As an accredited supplier to leading European retail brands such as Marks & Spencer, H&M, INDITEX and Top Shop, Turkey’s Arta Tekstil Ltd. is seeing a programme of continuous investment over the past three years now paying solid dividends.
With a production capacity of around 4 million metres of finished woven fabrics per month, Arta employs 300 workers over three shifts daily, with 50% of its output exported to key retail customers and the other half produced on a commission basis.
The company is situated in Çorlu, some 70km west of Istanbul – a city which has boomed over the past 30 years, with its population having risen from barely 20,000 to over 270,000 people. This has largely been due to a welcoming immigration policy and the new textile mills which have emerged in the past few decades in the city and now number around 350 in total.
Of the textile companies in Çorlu, however, around 250 are estimated to be dyeing and finishing operations, so how, you may ask, does a company like Arta distinguish itself?
The answer is through clever combinations of processes exploiting its comprehensive dyeing, finishing, coating and digital and rotary printing technologies to the full.
In addition to other technologies, the company’s recent investment programme has seen the installation of a new European-built Monforts Thermex Econtrol dyeing system as well as two ten-chamber Monfongs Montex stenters and a Monfongs sanforising unit, all of which have been installed and commissioned by Istanbul-based Neotek.
“In combination with the new Monforts Thermex system, this provides us with a far wider range of fabric finishes and surface effects that we can achieve compared to our competitors,” says Arta plant manager Mehmet Kaan Kalipçioĝlu. “We specialise in cotton, polyester, viscose and lyocell finished fabrics and their blends, with varying levels of controlled stretch, in advanced weaves including twills, poplins, canvas, sateen, double-face as and dobby qualities.

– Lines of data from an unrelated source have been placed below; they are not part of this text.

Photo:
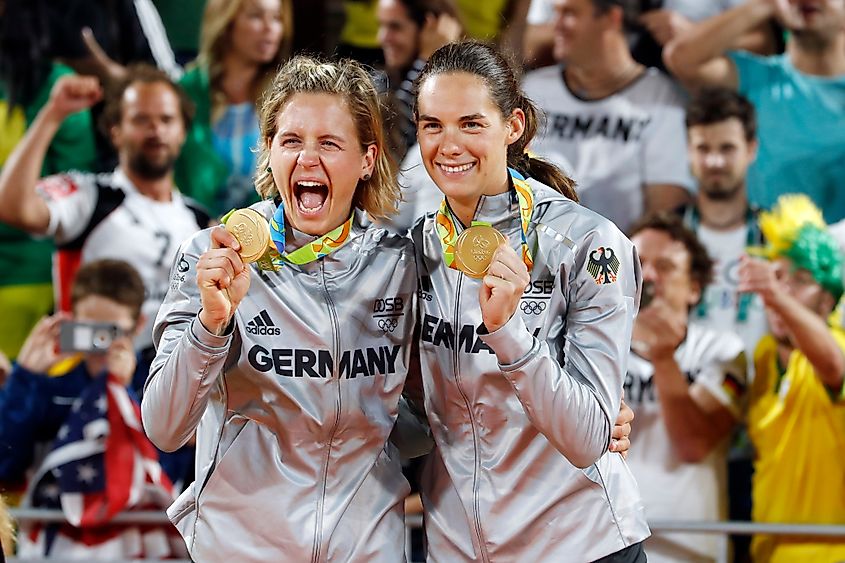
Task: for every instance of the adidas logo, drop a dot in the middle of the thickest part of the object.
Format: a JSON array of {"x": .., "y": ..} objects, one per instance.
[{"x": 263, "y": 324}]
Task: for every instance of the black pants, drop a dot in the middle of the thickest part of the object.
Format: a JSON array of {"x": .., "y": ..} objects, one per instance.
[{"x": 631, "y": 554}]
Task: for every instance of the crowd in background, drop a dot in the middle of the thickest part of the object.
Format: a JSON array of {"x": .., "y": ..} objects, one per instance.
[{"x": 712, "y": 132}]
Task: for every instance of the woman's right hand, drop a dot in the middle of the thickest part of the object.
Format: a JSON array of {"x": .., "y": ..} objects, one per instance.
[{"x": 223, "y": 280}]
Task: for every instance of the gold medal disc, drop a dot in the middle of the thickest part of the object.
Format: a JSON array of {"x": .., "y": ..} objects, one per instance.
[
  {"x": 474, "y": 249},
  {"x": 252, "y": 231}
]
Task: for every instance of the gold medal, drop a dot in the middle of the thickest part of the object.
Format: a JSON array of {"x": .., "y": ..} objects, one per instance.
[
  {"x": 474, "y": 249},
  {"x": 252, "y": 231}
]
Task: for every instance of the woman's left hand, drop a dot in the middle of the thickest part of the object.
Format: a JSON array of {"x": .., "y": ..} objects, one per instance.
[{"x": 502, "y": 287}]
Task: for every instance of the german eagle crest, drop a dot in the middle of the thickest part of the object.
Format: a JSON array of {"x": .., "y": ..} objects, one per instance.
[{"x": 603, "y": 265}]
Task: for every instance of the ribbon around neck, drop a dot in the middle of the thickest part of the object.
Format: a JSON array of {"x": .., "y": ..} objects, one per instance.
[{"x": 447, "y": 229}]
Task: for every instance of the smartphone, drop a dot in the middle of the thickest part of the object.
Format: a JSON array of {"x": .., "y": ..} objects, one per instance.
[{"x": 89, "y": 337}]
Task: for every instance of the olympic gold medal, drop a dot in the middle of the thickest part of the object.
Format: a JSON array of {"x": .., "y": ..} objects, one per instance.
[
  {"x": 252, "y": 231},
  {"x": 474, "y": 249}
]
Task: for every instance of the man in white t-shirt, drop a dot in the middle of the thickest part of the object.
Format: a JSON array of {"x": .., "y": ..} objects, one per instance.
[
  {"x": 687, "y": 384},
  {"x": 721, "y": 134},
  {"x": 613, "y": 125},
  {"x": 134, "y": 214}
]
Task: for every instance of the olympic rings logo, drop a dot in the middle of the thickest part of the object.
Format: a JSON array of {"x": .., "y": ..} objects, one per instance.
[{"x": 532, "y": 307}]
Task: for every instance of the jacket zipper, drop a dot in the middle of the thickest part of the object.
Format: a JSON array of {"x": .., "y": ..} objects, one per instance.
[
  {"x": 456, "y": 355},
  {"x": 318, "y": 533}
]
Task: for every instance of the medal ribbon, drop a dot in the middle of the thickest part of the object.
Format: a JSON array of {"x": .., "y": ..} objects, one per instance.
[
  {"x": 314, "y": 250},
  {"x": 447, "y": 229}
]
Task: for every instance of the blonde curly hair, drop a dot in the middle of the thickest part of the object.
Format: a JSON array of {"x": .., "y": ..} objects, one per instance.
[
  {"x": 379, "y": 195},
  {"x": 215, "y": 42}
]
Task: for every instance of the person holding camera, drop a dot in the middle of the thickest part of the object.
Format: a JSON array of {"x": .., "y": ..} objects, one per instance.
[
  {"x": 686, "y": 383},
  {"x": 62, "y": 355}
]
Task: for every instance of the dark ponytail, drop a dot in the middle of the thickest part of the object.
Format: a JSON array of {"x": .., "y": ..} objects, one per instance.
[{"x": 485, "y": 62}]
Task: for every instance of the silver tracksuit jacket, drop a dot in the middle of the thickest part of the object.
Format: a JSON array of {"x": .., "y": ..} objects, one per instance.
[
  {"x": 293, "y": 409},
  {"x": 522, "y": 416}
]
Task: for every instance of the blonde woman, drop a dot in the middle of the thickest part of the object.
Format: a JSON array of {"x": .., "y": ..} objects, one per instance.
[
  {"x": 242, "y": 44},
  {"x": 291, "y": 378}
]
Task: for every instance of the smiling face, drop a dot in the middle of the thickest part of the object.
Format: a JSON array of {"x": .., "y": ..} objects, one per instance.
[
  {"x": 463, "y": 136},
  {"x": 666, "y": 263},
  {"x": 317, "y": 161}
]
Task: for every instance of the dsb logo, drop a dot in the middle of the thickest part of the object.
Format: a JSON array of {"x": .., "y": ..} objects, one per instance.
[
  {"x": 389, "y": 305},
  {"x": 540, "y": 287}
]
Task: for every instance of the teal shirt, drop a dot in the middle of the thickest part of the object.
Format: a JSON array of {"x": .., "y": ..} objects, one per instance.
[{"x": 801, "y": 131}]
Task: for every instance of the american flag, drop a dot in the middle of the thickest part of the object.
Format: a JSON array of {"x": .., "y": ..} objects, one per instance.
[{"x": 99, "y": 465}]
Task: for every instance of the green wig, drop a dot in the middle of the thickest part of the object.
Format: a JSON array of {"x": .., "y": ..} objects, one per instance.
[{"x": 794, "y": 229}]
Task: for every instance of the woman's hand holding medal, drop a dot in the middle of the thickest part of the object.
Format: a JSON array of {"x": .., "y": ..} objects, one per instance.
[
  {"x": 223, "y": 280},
  {"x": 502, "y": 287}
]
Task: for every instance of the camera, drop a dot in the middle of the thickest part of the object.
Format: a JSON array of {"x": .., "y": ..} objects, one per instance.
[{"x": 90, "y": 337}]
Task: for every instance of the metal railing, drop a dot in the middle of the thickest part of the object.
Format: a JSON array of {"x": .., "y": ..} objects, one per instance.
[{"x": 413, "y": 521}]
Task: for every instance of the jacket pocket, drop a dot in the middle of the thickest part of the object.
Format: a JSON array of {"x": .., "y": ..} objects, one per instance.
[{"x": 183, "y": 513}]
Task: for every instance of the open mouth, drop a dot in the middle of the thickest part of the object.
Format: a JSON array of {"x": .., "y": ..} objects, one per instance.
[
  {"x": 310, "y": 196},
  {"x": 456, "y": 169}
]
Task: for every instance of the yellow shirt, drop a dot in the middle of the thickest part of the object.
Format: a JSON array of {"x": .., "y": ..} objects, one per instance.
[
  {"x": 483, "y": 20},
  {"x": 799, "y": 435},
  {"x": 361, "y": 26}
]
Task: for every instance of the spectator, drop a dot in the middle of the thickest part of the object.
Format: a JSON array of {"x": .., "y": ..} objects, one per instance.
[
  {"x": 661, "y": 21},
  {"x": 686, "y": 383},
  {"x": 615, "y": 126},
  {"x": 799, "y": 96},
  {"x": 409, "y": 32},
  {"x": 103, "y": 38},
  {"x": 134, "y": 213},
  {"x": 721, "y": 135},
  {"x": 7, "y": 531},
  {"x": 242, "y": 44},
  {"x": 27, "y": 74},
  {"x": 498, "y": 21},
  {"x": 796, "y": 414},
  {"x": 182, "y": 22},
  {"x": 46, "y": 379},
  {"x": 359, "y": 34},
  {"x": 100, "y": 463}
]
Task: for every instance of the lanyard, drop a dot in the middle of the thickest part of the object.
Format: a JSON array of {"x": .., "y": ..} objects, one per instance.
[
  {"x": 322, "y": 246},
  {"x": 447, "y": 229}
]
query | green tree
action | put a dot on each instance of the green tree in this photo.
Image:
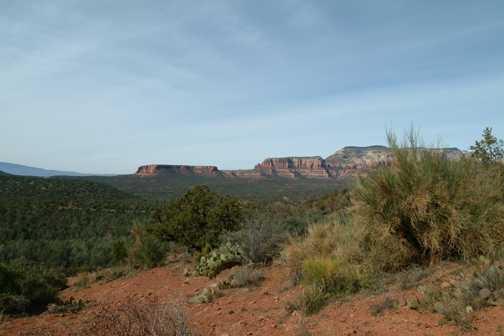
(489, 148)
(198, 218)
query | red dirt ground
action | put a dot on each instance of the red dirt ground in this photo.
(255, 311)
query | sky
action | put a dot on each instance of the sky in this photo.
(101, 86)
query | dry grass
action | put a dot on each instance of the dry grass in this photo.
(138, 318)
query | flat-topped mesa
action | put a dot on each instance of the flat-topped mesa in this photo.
(311, 166)
(155, 169)
(354, 160)
(348, 161)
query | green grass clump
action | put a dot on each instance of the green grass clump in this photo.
(387, 304)
(435, 207)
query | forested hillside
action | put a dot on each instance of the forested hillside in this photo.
(63, 223)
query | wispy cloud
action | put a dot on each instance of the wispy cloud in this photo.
(124, 82)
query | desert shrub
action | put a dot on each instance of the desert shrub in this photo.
(147, 250)
(138, 318)
(226, 256)
(430, 206)
(245, 276)
(333, 277)
(206, 295)
(410, 277)
(329, 261)
(13, 304)
(330, 241)
(198, 218)
(67, 306)
(489, 149)
(259, 239)
(26, 288)
(119, 251)
(312, 299)
(387, 304)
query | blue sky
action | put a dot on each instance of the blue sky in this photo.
(104, 86)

“Our dyeing methods include reactive, sulphur, indanthren, indigo, pigment and disperse dyeing, along with specially-developed in-house techniques and special glitter, PU, pearl and other blade coatings. Through combinations of all of these techniques, we are able to provide our customers with highly-differentiated fabrics.”
Added to these winning combinations can be a variety of finish effects such as silicone, wrinkle-free, paper-touch, water repellent, stain repellent, anti-bacterial, fire-retardancy etc.
One special development Arta has been involved with in a joint project for TÜBITAK – The Scientific and Technological Research Council of Turkey – has resulted in a fast and economical method for applying both reactive dye and a version of pigment dye in a single process.
“Since the washing effects of reactive and pigment dyes are far different, there are some colours you can only get with either, but our customers can now achieve outstanding new colour shades after garment washing with this process, and different shades or contrast colours can be combined,” Mr Kalipçioĝlu explains.
The latest Monforts and Monfongs installations, he adds, have resulted in a production increase of over 50%, with a marked improvement in quality and reproducibility.
“What’s been particularly impressive is the total control we now have over parameters such as humidity,” he says.
The company’s Thermex Econtrol range meanwhile has a working width of 1.8 metres and allows the single-bath continuous dyeing of cotton and polyester fabrics with selected reactive and dispersion dyestuffs, as well as cotton-polyester blends to be processed without reductive intermediate cleaning, eliminating the need for a steamer.
“Other processes, such as the use of indanthren vat dyes for enhanced wash and boil fastness, or the over-dyeing on reactive-dyed cotton fabrics to achieve an extremely broad range of colour effects, are also carried out on the range,” Mr. Kalipçioĝlu says.
Another significant advantage for the company is the advanced water treatment and recycling equipment it has in place.
“It’s now very difficult to get a licence to operate a new plant in Çorlu, due to new government regulations to protect agriculture in the region,” Mr. Kalipcioĝlu concludes. “Luckily, we have been well prepared for this.”